More prisoners have joined a hunger strike that began on February 6 at the U.S. military prison in Guantánamo Bay. Striking prisoners say they are protesting more intrusive searches of their cells and open-ended confinement without charge.
According to Navy Capt. Robert Durand, a spokesman for the prison, 28 out of 166 prisoners are on strike, marking one of the most sustained protests the base has had in several years. The prison’s medical staff is closely monitoring the health of all prisoners, and ten of the strikers are being force-fed to prevent dangerous weight loss.
Differences in the notion of what constitutes a “hunger strike” have provoked sharp disagreement between the military and the detainees’ lawyers about how many prisoners are participating. Under the U.S. military’s formal definition, developed by the Federal Bureau of Prisons, being on strike includes missing nine consecutive meals—in other words, abstaining from eating three days in a row. Lawyers for detainees claim that the military is significantly undercounting the number of strikers and say that the majority of the detainees in Camps Five and Six have been refusing to eat for weeks.

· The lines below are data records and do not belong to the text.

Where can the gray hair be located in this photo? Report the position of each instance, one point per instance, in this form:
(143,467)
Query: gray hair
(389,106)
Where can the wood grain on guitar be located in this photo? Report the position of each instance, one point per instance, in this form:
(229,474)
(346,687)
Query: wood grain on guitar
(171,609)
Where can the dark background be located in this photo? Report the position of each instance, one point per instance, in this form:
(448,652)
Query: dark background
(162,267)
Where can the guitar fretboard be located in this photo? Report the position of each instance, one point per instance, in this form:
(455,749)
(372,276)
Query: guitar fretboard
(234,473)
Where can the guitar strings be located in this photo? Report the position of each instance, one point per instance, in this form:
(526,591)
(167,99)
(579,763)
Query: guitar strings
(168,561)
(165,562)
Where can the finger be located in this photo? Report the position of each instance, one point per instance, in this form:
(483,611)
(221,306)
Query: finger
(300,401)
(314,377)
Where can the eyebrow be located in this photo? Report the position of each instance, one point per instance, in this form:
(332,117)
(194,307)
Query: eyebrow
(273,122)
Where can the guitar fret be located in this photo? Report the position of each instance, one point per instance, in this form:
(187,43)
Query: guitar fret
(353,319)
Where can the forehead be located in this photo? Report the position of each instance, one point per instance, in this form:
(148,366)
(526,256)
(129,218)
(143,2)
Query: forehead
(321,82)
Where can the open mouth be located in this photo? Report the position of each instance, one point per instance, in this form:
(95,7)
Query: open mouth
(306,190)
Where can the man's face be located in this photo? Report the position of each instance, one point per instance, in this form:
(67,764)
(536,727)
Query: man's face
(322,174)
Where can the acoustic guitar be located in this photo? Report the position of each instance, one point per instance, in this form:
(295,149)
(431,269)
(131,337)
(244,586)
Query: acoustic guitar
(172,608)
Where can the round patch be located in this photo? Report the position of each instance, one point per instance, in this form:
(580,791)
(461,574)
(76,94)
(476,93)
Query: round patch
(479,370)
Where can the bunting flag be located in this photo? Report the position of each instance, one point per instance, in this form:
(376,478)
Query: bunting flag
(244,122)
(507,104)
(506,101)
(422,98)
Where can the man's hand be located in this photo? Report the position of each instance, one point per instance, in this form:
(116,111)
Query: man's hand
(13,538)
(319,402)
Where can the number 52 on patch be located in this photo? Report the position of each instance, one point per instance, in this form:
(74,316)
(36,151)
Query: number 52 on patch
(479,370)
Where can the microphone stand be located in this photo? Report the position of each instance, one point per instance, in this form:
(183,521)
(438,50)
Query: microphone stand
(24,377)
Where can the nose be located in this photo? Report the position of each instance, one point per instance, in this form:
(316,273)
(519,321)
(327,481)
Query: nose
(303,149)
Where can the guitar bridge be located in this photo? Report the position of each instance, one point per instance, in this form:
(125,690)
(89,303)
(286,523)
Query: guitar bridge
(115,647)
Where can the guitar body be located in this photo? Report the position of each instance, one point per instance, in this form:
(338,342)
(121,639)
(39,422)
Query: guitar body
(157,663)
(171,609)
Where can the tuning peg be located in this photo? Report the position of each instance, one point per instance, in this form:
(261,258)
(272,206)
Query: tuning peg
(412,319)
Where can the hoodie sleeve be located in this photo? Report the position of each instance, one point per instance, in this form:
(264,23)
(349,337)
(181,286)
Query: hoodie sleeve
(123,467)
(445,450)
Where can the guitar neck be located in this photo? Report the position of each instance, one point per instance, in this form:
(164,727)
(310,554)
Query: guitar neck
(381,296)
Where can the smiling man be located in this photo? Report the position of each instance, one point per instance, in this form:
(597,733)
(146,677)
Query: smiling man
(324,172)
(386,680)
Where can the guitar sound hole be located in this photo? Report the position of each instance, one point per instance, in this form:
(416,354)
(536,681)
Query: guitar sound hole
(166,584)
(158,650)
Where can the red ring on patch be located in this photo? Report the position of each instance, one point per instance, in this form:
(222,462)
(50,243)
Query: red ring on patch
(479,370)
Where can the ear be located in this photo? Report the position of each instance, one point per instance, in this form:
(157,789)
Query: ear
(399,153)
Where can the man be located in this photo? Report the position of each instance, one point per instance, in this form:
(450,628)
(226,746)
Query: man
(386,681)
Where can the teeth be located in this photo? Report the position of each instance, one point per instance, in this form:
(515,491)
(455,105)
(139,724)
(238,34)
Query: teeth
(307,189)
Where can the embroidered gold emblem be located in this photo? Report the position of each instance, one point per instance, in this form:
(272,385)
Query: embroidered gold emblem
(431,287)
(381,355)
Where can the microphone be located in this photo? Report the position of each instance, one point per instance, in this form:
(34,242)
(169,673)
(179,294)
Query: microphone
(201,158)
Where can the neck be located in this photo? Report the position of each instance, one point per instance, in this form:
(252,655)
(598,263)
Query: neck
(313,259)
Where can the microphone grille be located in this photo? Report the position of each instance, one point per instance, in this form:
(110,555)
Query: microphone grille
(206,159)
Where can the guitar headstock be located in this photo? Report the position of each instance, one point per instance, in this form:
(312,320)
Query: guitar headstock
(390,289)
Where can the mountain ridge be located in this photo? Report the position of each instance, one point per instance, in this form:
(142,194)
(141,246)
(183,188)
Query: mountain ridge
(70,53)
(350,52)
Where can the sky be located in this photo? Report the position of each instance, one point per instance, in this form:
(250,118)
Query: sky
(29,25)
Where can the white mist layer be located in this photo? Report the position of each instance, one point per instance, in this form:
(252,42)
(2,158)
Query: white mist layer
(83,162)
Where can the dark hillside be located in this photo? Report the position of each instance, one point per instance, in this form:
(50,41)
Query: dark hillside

In response to these claims, Durand said that some prisoners who are refusing their meals have been observed eating food provided by other sources, and that others have covered up the security cameras in their cells to make it more difficult to track their eating.
The reasons for the strike are also in dispute. Lawyers say their clients’ complaints are motivated by an intrusive cell search in early February in which guards touched and inspected their Korans for contraband—an act that is considered a religious desecration. Detainees are also protesting the uncertain legal status of the majority of the prisoners, as well as restrictions on transfers, which have nearly halted any departures from the base. Military officials say there has been no change in the way searches are conducted at Guantánamo and that the hunger strike is an attempt to attract media coverage.
Hunger strikes have occurred at Guantánamo since shortly after it opened in January 2002. The largest one began in the summer of 2005 and reached a peak of 131 prisoners, when the facility held about 500 detainees. A delegation from the International Committee for the Red Cross made an urgent visit to Guantánamo this week to meet with hunger strikers and determine the gravity of the situation on the ground.